Os dados recentes das pesquisas de emprego do IBGE e do Departamento Intersindical de Estatísticas e Estudos Sócio-econômicos (Dieese) mostram que não estão sendo abertas vagas para as pessoas com pouca qualificação. A ocupação só cresce para quem tem a partir de oito anos de estudo e o crescimento é bem mais intenso para quem ficou pelo menos 11 anos na escola e terminou o ensino médio. "Pensa-se que as pessoas sem qualificação são as mais velhas, que logo se aposentarão ou deixarão o mercado de trabalho. Mas os números mostram que a quantidade de jovens não qualificados também é muito grande", explica.

Sônia diz que não sabe qual a receita para elevar o nível educacional dessas pessoas. "O desafio é imenso. Ainda mais se lembrarmos que o país já falha na educação de crianças, que não sabem ler, escrever e contar de forma razoável uma história", completa. Para ela, a sociedade agora está atenta a esse déficit educacional, mas o problema não será resolvido no curto prazo.
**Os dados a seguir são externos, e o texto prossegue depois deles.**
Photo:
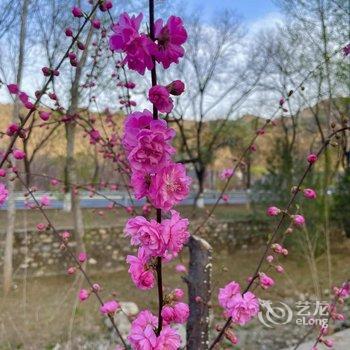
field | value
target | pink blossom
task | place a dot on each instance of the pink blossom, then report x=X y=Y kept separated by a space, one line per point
x=169 y=37
x=13 y=88
x=175 y=232
x=45 y=201
x=180 y=268
x=83 y=294
x=298 y=220
x=225 y=197
x=96 y=24
x=178 y=294
x=266 y=281
x=146 y=233
x=12 y=129
x=18 y=154
x=125 y=31
x=140 y=182
x=133 y=124
x=181 y=312
x=228 y=292
x=346 y=50
x=141 y=274
x=77 y=12
x=71 y=270
x=68 y=32
x=142 y=335
x=44 y=115
x=23 y=97
x=176 y=88
x=82 y=257
x=312 y=158
x=243 y=308
x=41 y=227
x=160 y=97
x=309 y=193
x=139 y=54
x=269 y=259
x=109 y=307
x=152 y=151
x=169 y=186
x=225 y=174
x=279 y=269
x=3 y=193
x=273 y=211
x=54 y=182
x=328 y=342
x=168 y=339
x=94 y=136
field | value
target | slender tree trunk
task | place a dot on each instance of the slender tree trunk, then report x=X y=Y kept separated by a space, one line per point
x=199 y=200
x=71 y=173
x=199 y=293
x=11 y=208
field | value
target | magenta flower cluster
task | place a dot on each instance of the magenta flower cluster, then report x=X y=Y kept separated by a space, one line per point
x=147 y=142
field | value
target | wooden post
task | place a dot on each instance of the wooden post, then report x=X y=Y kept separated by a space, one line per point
x=199 y=291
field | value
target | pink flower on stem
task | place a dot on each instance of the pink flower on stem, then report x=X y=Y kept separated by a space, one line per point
x=12 y=129
x=169 y=339
x=3 y=193
x=312 y=158
x=41 y=227
x=96 y=24
x=266 y=281
x=152 y=151
x=45 y=201
x=176 y=88
x=298 y=220
x=68 y=32
x=160 y=97
x=109 y=307
x=180 y=268
x=279 y=269
x=175 y=232
x=77 y=12
x=169 y=186
x=18 y=154
x=228 y=292
x=141 y=274
x=242 y=308
x=126 y=30
x=170 y=38
x=225 y=174
x=225 y=197
x=142 y=334
x=13 y=88
x=82 y=257
x=146 y=233
x=83 y=294
x=273 y=211
x=309 y=193
x=44 y=115
x=139 y=54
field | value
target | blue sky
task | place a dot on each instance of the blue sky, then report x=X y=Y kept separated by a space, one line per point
x=251 y=10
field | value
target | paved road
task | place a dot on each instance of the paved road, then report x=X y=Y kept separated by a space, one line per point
x=100 y=201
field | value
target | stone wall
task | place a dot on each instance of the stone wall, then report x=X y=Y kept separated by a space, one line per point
x=38 y=253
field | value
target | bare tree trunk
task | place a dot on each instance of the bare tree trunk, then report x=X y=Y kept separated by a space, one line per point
x=71 y=174
x=199 y=293
x=11 y=208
Enquanto os jovens não forem mais qualificados, "estaremos excluindo uma parte muito grande de pessoas do mercado de trabalho", o que poderá reduzir ou até impedir a queda das taxas de desemprego no país.

Entretanto, alguns pontos positivos do mercado de trabalho atual são apontados por Maria Cristina Cacciamali, professora de economia da USP. "A nova geração não convive mais com inflação alta e tende a ser mais qualificada." Por outro lado, enfrenta uma concorrência mais acirrada e se sujeita a formas de contratação com menor proteção.
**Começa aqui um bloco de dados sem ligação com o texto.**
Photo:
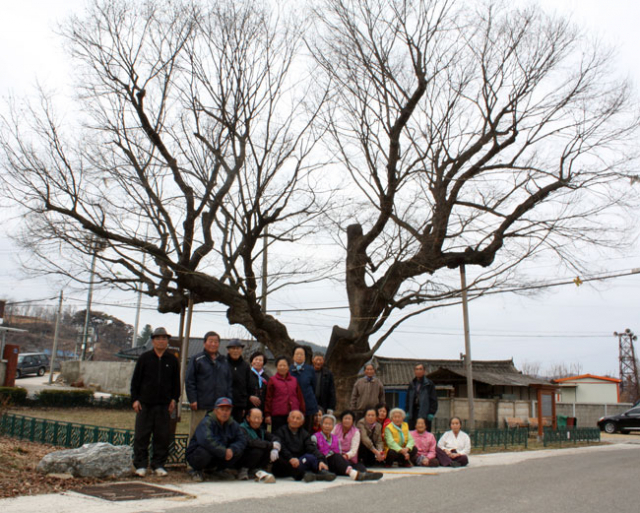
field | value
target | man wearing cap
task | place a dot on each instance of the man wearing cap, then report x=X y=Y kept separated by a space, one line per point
x=367 y=392
x=422 y=399
x=218 y=442
x=208 y=379
x=155 y=391
x=241 y=379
Mesmo com um diagnóstico preocupante sobre o emprego para jovens, os economistas reunidos no painel "Recuperação do Mercado de Trabalho Brasileiro ou Estagnação?", promovido pelo Instituto de Estudos Avançados da Universidade de São Paulo (IEA-USP), avaliam que o país passa por um período inédito, no passado recente, de recuperação econômica e conseqüente melhora da qualidade e da quantidade de empregos gerados.
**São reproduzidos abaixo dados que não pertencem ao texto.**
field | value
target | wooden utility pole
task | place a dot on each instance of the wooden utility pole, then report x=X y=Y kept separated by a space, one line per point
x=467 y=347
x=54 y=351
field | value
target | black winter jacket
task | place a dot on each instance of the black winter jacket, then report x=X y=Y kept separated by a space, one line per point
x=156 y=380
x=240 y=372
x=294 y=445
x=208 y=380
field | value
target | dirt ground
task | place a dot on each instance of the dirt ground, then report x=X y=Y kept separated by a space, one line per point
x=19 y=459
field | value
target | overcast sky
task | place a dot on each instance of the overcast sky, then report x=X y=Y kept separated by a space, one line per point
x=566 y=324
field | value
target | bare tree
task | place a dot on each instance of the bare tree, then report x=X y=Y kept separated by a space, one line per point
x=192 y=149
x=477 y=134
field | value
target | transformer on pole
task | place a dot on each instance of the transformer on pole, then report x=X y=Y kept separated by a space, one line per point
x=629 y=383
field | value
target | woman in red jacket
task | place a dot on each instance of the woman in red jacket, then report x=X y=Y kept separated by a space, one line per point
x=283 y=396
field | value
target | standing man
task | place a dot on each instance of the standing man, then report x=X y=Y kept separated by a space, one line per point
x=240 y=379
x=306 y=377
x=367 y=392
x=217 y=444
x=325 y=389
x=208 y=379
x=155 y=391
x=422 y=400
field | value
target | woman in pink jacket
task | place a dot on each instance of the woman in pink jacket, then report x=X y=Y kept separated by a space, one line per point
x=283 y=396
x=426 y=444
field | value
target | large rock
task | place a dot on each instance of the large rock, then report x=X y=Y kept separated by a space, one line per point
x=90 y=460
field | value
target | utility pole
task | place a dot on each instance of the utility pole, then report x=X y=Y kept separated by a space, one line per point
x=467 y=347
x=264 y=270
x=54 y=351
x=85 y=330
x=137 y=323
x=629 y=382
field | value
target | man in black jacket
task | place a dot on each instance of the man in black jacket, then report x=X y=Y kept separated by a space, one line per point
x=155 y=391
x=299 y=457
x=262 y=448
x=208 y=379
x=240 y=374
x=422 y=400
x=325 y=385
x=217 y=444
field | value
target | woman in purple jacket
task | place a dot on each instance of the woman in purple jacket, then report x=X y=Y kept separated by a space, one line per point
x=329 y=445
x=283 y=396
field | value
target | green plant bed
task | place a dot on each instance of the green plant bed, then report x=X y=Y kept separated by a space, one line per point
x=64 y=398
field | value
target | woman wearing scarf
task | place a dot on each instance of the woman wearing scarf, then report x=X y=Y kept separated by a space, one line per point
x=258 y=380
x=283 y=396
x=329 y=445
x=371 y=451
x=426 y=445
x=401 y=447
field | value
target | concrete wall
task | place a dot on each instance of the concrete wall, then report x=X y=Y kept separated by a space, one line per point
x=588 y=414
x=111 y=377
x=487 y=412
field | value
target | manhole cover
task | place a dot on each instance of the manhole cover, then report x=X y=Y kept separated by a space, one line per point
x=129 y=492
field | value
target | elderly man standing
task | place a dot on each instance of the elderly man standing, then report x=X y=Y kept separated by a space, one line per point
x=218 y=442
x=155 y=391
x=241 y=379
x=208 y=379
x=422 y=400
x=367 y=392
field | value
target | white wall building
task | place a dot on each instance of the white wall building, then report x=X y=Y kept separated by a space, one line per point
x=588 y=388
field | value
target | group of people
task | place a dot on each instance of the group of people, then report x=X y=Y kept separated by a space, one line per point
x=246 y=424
Cláudio Dedecca, professor da Faculdade de Economia da Unicamp, no entanto, acredita que o Brasil está deixando passar uma oportunidade de ouro. "Não estamos conseguindo potencializar, do ponto de vista da renda e do emprego, o crescimento que tivemos na economia", avalia Dedecca. Além disso, para o economista, o incremento no rendimento dos brasileiros nos últimos anos foi muito amparado em políticas públicas - valorização do salário mínimo e transferência de renda, como no Bolsa Família.